The proposal speaks of a building in a state of flux. Flux is a dominating feature of the Japanese landscape whether rural or urban. Earthquakes, tsunamis and volcanoes are constantly reforming the landscape, while the buildings in the city have an average life span of only 26 years, due to the urban growth patterns. What's more, buildings in Tokyo never stand proud and solid, but they are always dressed in bright commercial advertisements that have their own short term recycling patterns.

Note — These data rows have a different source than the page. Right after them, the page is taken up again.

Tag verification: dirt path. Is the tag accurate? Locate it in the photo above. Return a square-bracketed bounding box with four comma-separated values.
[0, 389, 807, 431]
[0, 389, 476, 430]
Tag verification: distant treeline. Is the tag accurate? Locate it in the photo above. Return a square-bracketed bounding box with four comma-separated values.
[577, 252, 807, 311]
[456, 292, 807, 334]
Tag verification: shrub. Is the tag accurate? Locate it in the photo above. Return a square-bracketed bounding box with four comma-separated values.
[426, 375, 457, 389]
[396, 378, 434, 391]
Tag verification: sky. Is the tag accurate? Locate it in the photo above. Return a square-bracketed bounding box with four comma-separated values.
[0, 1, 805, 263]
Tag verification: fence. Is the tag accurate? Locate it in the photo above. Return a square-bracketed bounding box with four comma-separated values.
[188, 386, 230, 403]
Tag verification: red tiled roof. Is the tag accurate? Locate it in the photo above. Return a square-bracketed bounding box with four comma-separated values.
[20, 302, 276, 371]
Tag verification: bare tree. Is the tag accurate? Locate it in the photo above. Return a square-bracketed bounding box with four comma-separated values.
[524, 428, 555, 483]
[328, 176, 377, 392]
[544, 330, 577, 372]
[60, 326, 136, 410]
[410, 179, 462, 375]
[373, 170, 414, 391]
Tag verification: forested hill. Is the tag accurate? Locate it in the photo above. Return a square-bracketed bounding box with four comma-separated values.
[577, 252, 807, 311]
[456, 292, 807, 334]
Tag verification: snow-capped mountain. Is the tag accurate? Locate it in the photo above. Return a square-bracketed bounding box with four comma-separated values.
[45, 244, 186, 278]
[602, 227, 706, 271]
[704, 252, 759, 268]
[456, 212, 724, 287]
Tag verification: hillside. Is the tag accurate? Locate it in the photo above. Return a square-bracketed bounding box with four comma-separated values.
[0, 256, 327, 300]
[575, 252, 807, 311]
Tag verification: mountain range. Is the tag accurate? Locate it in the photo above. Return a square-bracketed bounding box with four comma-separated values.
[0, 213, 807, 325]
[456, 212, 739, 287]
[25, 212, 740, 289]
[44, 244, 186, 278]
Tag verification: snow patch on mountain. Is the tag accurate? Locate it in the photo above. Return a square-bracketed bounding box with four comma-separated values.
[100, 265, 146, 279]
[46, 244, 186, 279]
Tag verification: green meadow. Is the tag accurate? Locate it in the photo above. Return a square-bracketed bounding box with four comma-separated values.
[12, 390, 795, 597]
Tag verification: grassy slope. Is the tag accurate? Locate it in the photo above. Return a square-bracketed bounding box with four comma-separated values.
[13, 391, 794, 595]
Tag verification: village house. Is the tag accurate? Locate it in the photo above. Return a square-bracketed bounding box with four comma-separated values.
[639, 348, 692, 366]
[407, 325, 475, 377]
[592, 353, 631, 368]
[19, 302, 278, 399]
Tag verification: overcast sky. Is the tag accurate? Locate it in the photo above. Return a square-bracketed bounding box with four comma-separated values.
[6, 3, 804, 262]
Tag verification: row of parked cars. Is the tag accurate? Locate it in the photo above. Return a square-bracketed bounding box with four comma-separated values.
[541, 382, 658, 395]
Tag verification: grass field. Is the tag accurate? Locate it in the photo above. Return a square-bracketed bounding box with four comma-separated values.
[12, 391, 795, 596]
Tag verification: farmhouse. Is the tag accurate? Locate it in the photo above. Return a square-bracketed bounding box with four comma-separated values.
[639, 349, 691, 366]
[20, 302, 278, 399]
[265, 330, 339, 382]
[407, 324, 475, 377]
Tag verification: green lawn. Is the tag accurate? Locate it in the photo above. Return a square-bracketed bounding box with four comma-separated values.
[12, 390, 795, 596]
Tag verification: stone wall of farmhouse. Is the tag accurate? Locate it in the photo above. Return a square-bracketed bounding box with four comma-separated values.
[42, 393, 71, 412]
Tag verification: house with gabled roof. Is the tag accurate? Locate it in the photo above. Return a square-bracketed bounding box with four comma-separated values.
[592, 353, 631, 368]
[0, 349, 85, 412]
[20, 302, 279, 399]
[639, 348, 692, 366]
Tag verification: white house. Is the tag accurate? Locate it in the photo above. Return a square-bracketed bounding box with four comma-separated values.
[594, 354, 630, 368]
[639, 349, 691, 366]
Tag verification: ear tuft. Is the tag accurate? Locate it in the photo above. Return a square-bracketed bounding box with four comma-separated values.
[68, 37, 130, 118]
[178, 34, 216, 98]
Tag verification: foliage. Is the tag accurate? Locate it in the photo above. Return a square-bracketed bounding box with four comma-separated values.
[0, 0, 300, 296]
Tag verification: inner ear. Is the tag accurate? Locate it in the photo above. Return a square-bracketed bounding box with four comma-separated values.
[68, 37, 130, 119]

At the moment, the volatile and immersive cityscape of Tokyo has managed to alienate people from one another leading some to an extremely lonely way of life. The Metabolist movement, while actively addressing the fluctuating condition of the culture in Japan, has perhaps enhanced the individualistic lifestyle of the nation. The capsule hotel, a typology proposed by Kirokawa, considers dwelling as the space needed for only one body and its essential functions, leaving human interaction abundant.
It is my belief that within this cultural fabric and its specificity of flux, lies the possibility of real human interaction. Through the event of transformation and the confrontation of new conditions people can be given the opportunity to interact and collaborate in order to create their new living arrangements. Via the exaggeration of this shifting landscape in the scale of a building (and with the appropriate scaling down of the timeline too), people can be pushed to work as a whole.
Community is the final objective of this project, which consists of a tower offering a few months accommodation to people in difficult times (unemployed-underemployed). It is my aspiration to do so in a Japanese manner; where destruction, a pivotal element of the culture, is often viewed as an opportunity for the creation of new bonds, in this case social.